Re: [PATCH v3 10/15] cpufreq/amd-pstate: Move limit updating code
From: Dhananjay Ugwekar
Date: Tue Dec 17 2024 - 01:56:22 EST
On 12/16/2024 9:09 PM, Mario Limonciello wrote:
> On 12/16/2024 08:45, Dhananjay Ugwekar wrote:
>> On 12/16/2024 7:51 PM, Mario Limonciello wrote:
>>> On 12/16/2024 08:16, Dhananjay Ugwekar wrote:
>>>> Hello Mario,
>>>>
>>>> On 12/10/2024 12:22 AM, Mario Limonciello wrote:
>>>>> The limit updating code in amd_pstate_epp_update_limit() should not
>>>>> only apply to EPP updates. Move it to amd_pstate_update_min_max_limit()

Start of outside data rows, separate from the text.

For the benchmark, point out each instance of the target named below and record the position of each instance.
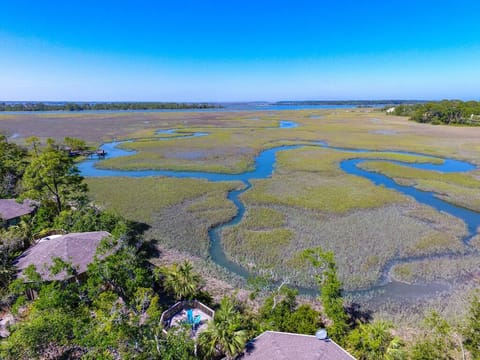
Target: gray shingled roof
(10, 209)
(76, 248)
(286, 346)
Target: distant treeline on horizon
(349, 102)
(72, 106)
(448, 112)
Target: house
(283, 346)
(11, 211)
(76, 248)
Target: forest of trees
(71, 106)
(449, 112)
(114, 312)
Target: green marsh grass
(458, 188)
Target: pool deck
(176, 316)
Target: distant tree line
(38, 106)
(348, 102)
(449, 112)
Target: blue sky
(229, 50)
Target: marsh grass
(462, 189)
(178, 211)
(446, 269)
(363, 241)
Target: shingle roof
(76, 248)
(287, 346)
(10, 209)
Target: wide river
(265, 162)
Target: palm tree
(223, 334)
(181, 280)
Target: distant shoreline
(45, 106)
(100, 106)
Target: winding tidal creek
(265, 163)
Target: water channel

>>>>> so other callers can benefit as well.
>>>>>
>>>>> With this move it's not necessary to have clamp_t calls anymore because
>>>>> the verify callback is called when setting limits.
>>>>
>>>> While testing this series, I observed that with amd_pstate=passive + schedutil governor,
>>>> the scaling_max_freq limits were not being honored and I bisected the issue down to this
>>>> patch.
>>>>
>>>> I went through the code and noticed that in amd_pstate_adjust_perf(), we set the min_perf
>>>> field in MSR_AMD_CPPC_REQ to "cap_perf" which is equal to cpudata->highest_perf (which is
>>>> equal to 255 for non-preferred cores systems). This didnt seem logical to me and I changed
>>>> cap_perf to cpudata->max_limit_perf which gives us the value updated in scaling_max_freq.
>>>>
>>>> I think as we removed the redundant clamping code, this pre-existing issue got exposed.

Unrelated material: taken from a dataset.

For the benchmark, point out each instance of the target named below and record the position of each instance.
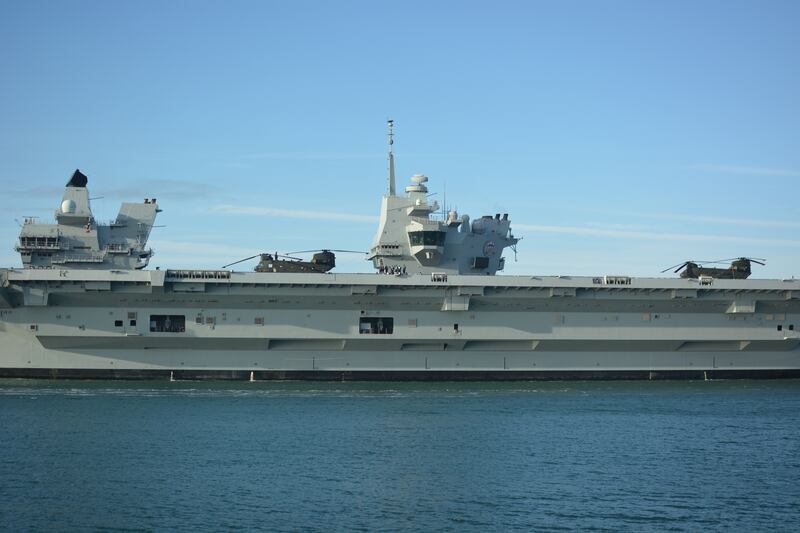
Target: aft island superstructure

>>>> The below diff fixes the issue for me.
>>>>
>>>> Please let me know your thoughts on this.
>>>>
>>>> diff --git a/drivers/cpufreq/amd-pstate.c b/drivers/cpufreq/amd-pstate.c
>>>> index d7b1de97727a..1ac34e3f1fc5 100644
>>>> --- a/drivers/cpufreq/amd-pstate.c
>>>> +++ b/drivers/cpufreq/amd-pstate.c
>>>> @@ -699,7 +699,7 @@ static void amd_pstate_adjust_perf(unsigned int cpu,
>>>> if (min_perf < lowest_nonlinear_perf)
>>>> min_perf = lowest_nonlinear_perf;
>> here^^^
>>>>
>>>> - max_perf = cap_perf;
>>>> + max_perf = cpudata->max_limit_perf;
>>>> if (max_perf < min_perf)
>>>> max_perf = min_perf;
>>>
>>> With this change I think you can also drop the comparison afterwards, as an optimization right?
>>
>> Umm I think it is possible that scaling_max_freq is set to a value lower than
>> lowest_nonlinear_freq in that case this if condition would be needed (as min_perf
>> is being lower bounded at lowest_nonlinear_freq at the location highlighted above).
>> I would be okay with keeping this check in.
>
> Well this feels like a bigger problem actually - why is it forcefully bounded at lowest nonlinear freq? Performance is going to be awful at that level
Actually this wont necessarily deteriorate the performance, as we are just restricting
the min_perf to not go below lowest_nonlinear level. So we are actually ensuring that
the schedutil doesnt select a des_perf below lowest_nonlinear_perf.
(hence why commit 5d9a354cf839a ("cpufreq/amd-pstate: Set the initial min_freq to lowest_nonlinear_freq") was done),
>
> but shouldn't we "let" people go below that in passive and guided? We do for active.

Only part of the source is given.